Ryann: “I met my husband in 2017 and I told him on our second date. Our friend set us up and she had already shared that I had IBD with him. Previously, I had told other guys on our first or second date. One guy came back and apologized for being so weak and not contacting me again after that date. I didn’t reply, more because I didn’t blame him, but also because I found him to be incredibly dull! This was back in the beginning days of Tinder!”
Natasha: “I like to share early (in or around the first date) about my health so I don’t develop an attachment if they aren’t comfortable with chronic illness. Usually, it leads to a good conversation either way. Recently, I shared about my Crohn’s over text message and the guy was very inquisitive and only wanted to learn more, about me and about Crohn’s! I also have a pic of me with my ostomy in my dating app profile. It’s subtle, but if you know it’s there or know what an ostomy is, you’ll know immediately what I have.”
Payge: “My Tinder profile pictures had me with my bag and my current boyfriend Googled what it was before he messaged me. He told me when he knew what it was, he instantly thought “I want to take care of this girl” …that’s how it went for me!”
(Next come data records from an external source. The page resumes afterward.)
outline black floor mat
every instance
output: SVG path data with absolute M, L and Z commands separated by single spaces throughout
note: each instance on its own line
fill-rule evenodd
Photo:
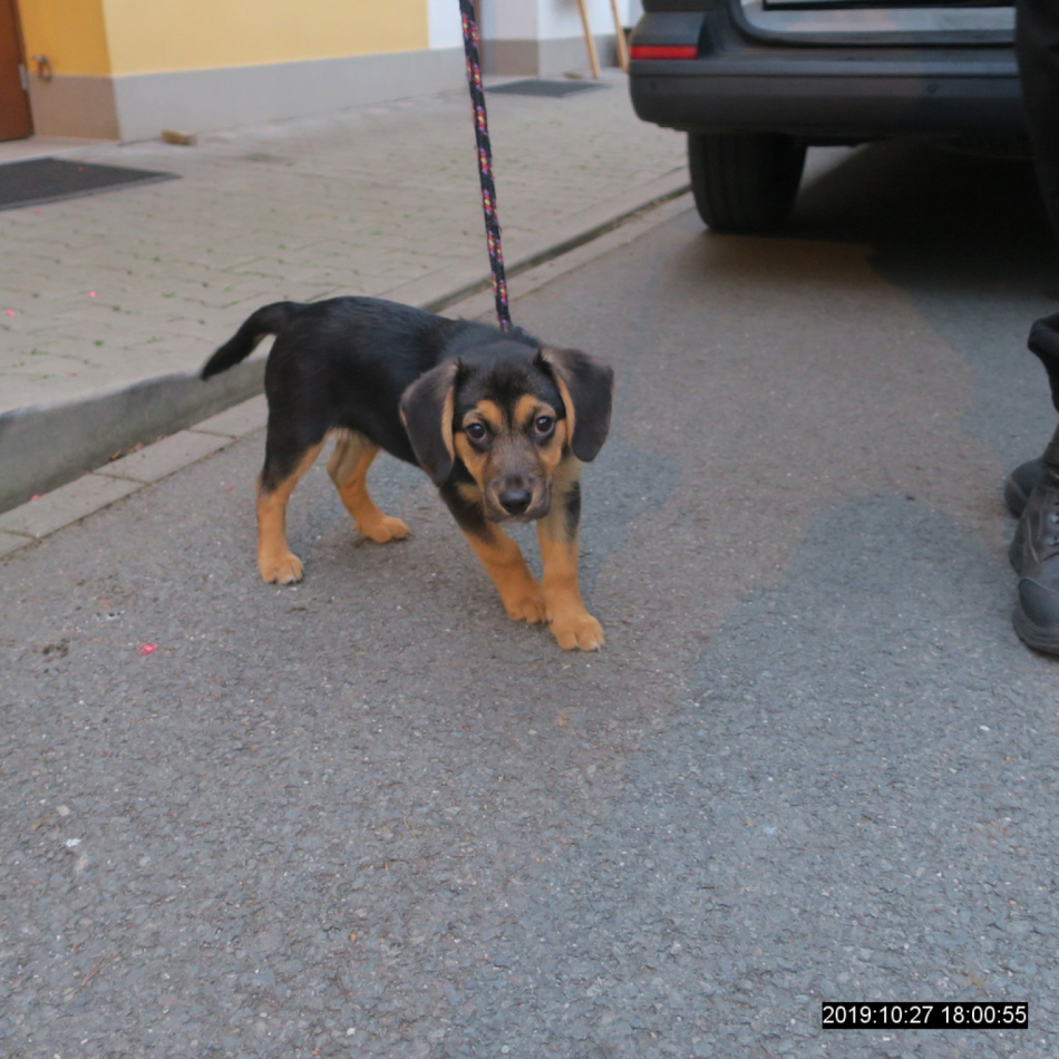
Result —
M 126 169 L 88 162 L 31 158 L 0 165 L 0 210 L 36 206 L 42 202 L 77 198 L 97 192 L 129 187 L 153 181 L 175 181 L 175 173 Z
M 507 85 L 496 85 L 486 91 L 507 93 L 511 96 L 572 96 L 575 91 L 591 91 L 593 88 L 603 88 L 597 81 L 541 81 L 532 78 L 525 81 L 511 81 Z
Allison: “You don’t have to share any more than you’re comfortable with—if you want to disclose in your profile, great! If you wait until date number five, that’s OK, too! There are no hard and fast rules for when or how you should share your story with someone. It’s your story and every situation is different. Anyone who responds negatively or acts as if your illness will be a burden is not worth your time. The right person won’t care. Remember — nobody is perfect. Your vulnerability might allow the other person to share something they’re also trying to figure out the right time for. I’ve been online dating for five years now, met my current boyfriend on Hinge in September.”